Toronto bassist Dave Young has a rich history as a partner to pianists, most notably Oscar Peterson, Kenny Barron and Oliver Jones. He also has a distinguished career as a bandleader, putting together groups devoted to specific modern jazz repertoire, including the compositions of Horace Silver and Charles Mingus. Ides of March continues that neo-classical approach, with half the repertoire composed by Herbie Hancock. There’s also a certain special resonance in the instrumental makeup. The quartet includes trumpeter Kevin Turcotte, guitarist Reg Schwager and drummer Terry Clarke, each a first-call musician with a refined execution. The band’s conception resembles trumpeter Art Farmer’s 1960s quartet with guitarist Jim Hall, an island of artful elegance in a clamorous decade.
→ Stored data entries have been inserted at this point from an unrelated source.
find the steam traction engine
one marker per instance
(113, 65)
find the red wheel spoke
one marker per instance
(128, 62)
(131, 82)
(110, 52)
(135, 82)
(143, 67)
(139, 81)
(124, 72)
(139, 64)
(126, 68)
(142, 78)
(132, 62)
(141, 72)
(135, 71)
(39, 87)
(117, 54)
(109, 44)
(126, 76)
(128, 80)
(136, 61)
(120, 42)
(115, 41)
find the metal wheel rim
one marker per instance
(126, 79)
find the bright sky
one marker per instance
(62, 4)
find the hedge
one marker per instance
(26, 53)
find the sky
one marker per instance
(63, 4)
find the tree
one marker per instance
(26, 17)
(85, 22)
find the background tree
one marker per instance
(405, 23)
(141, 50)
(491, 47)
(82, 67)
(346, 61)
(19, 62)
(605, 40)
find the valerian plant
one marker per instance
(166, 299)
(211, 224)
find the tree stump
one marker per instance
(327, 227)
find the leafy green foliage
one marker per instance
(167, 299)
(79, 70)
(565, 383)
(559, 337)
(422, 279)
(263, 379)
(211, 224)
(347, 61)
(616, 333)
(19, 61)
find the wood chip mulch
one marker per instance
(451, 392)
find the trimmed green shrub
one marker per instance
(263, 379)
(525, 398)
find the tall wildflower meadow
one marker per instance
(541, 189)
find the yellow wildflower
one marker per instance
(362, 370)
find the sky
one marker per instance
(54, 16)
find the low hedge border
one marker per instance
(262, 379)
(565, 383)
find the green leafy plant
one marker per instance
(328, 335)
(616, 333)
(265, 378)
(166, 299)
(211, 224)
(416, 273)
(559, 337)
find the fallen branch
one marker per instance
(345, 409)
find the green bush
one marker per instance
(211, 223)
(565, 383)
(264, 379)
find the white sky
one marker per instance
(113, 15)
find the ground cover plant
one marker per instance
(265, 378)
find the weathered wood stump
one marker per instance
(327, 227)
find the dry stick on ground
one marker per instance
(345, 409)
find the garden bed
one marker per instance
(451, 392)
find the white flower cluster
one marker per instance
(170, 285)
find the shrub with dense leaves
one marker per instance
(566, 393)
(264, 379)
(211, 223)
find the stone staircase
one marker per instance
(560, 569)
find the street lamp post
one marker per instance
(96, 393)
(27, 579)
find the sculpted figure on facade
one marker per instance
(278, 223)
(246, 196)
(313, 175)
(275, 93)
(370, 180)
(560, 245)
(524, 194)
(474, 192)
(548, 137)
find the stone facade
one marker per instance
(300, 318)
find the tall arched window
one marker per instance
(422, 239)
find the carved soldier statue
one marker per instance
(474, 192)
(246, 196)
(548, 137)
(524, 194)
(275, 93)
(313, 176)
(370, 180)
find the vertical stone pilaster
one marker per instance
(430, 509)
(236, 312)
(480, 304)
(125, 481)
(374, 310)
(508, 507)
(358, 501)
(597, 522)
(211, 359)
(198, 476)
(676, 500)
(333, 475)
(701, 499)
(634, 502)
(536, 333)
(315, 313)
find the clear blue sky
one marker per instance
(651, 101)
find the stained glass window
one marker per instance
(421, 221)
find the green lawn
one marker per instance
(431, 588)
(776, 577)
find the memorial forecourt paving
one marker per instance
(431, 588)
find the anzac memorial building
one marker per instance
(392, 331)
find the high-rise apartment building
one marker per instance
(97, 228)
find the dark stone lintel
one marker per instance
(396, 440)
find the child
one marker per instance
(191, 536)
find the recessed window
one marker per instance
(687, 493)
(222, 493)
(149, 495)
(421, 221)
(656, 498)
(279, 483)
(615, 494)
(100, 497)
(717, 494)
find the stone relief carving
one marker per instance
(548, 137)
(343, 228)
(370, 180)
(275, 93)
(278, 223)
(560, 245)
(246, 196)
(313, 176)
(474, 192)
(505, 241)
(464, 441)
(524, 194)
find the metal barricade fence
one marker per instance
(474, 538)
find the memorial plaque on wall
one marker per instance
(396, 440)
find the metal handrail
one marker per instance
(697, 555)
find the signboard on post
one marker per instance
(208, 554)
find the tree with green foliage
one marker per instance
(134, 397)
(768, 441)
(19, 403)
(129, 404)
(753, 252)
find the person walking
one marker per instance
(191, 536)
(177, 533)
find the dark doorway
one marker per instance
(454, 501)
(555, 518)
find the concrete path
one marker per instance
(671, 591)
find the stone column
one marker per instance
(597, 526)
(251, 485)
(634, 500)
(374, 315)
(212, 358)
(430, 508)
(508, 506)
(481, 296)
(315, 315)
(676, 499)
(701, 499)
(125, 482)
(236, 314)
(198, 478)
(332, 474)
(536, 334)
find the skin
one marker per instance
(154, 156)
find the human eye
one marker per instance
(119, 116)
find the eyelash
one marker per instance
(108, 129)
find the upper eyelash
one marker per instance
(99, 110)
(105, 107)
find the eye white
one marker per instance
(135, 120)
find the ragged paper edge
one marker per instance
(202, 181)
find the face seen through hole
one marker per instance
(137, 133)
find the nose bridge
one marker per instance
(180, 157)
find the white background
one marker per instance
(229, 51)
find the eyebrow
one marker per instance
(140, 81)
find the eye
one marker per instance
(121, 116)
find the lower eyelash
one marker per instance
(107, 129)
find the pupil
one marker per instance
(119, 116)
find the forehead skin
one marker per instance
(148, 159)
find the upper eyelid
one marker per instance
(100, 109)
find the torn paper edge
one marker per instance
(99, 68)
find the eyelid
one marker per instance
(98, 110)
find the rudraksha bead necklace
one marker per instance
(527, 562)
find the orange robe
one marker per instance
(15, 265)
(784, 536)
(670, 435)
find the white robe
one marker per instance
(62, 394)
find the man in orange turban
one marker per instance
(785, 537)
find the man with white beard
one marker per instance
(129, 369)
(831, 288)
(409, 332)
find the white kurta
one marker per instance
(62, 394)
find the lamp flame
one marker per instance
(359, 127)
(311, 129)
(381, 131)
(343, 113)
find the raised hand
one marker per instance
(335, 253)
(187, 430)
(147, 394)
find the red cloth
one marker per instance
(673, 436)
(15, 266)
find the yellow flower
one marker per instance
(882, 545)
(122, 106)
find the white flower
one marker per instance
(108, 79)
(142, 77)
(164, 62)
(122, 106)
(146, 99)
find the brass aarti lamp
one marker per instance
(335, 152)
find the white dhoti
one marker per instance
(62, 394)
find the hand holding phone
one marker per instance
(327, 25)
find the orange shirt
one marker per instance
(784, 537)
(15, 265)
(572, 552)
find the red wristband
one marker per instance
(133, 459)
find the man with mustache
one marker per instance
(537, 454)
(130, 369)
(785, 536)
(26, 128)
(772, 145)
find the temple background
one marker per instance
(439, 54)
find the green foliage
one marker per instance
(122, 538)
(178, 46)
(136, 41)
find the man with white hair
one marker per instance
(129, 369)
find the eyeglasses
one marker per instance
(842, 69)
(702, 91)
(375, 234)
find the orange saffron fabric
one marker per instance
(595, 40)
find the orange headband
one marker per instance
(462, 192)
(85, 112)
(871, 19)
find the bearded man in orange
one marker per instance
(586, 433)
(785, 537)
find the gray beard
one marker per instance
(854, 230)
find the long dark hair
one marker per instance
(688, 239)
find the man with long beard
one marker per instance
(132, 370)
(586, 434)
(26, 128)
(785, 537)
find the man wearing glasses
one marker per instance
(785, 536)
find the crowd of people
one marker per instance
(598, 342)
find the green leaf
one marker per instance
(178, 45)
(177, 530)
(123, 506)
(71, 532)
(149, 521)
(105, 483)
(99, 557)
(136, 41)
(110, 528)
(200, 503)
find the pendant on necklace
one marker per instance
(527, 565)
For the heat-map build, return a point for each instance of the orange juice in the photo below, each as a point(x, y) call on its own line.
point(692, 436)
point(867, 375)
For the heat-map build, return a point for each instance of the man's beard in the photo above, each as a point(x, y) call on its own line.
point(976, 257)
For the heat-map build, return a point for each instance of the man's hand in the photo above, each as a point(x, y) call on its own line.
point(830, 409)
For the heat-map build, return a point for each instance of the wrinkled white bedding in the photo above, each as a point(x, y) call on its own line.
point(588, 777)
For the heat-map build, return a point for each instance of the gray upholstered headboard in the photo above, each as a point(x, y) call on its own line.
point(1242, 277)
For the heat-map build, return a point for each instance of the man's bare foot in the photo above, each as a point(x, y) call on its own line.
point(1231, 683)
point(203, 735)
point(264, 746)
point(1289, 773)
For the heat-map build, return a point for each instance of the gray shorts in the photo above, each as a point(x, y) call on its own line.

Turcotte’s role as the offscreen trumpet voice in Born to Be Blue, the dramatized biography of Chet Baker, testifies to his warmth and economy, while Schwager possesses liquid lyricism and harmonic depth. Together they emphasize the melodic grace of Hancock’s Speak like a Child or Gershwin’s My Man’s Gone Now (a favourite of Miles Davis and Bill Evans, here distinguished by a limpidly melancholic introduction by Young and Schwager), but they also find nuance in more aggressive material, like Lee Morgan’s Speedball or Hancock’s One Finger Snap, both consistently motivated by Clarke’s crisp articulation and subtle inflections.
It’s a thoughtful, often reflective program, further enhanced by a developed account of Niels Lan Doky’s angular, slightly dissonant The Target and Young’s own, slightly pensive, title track.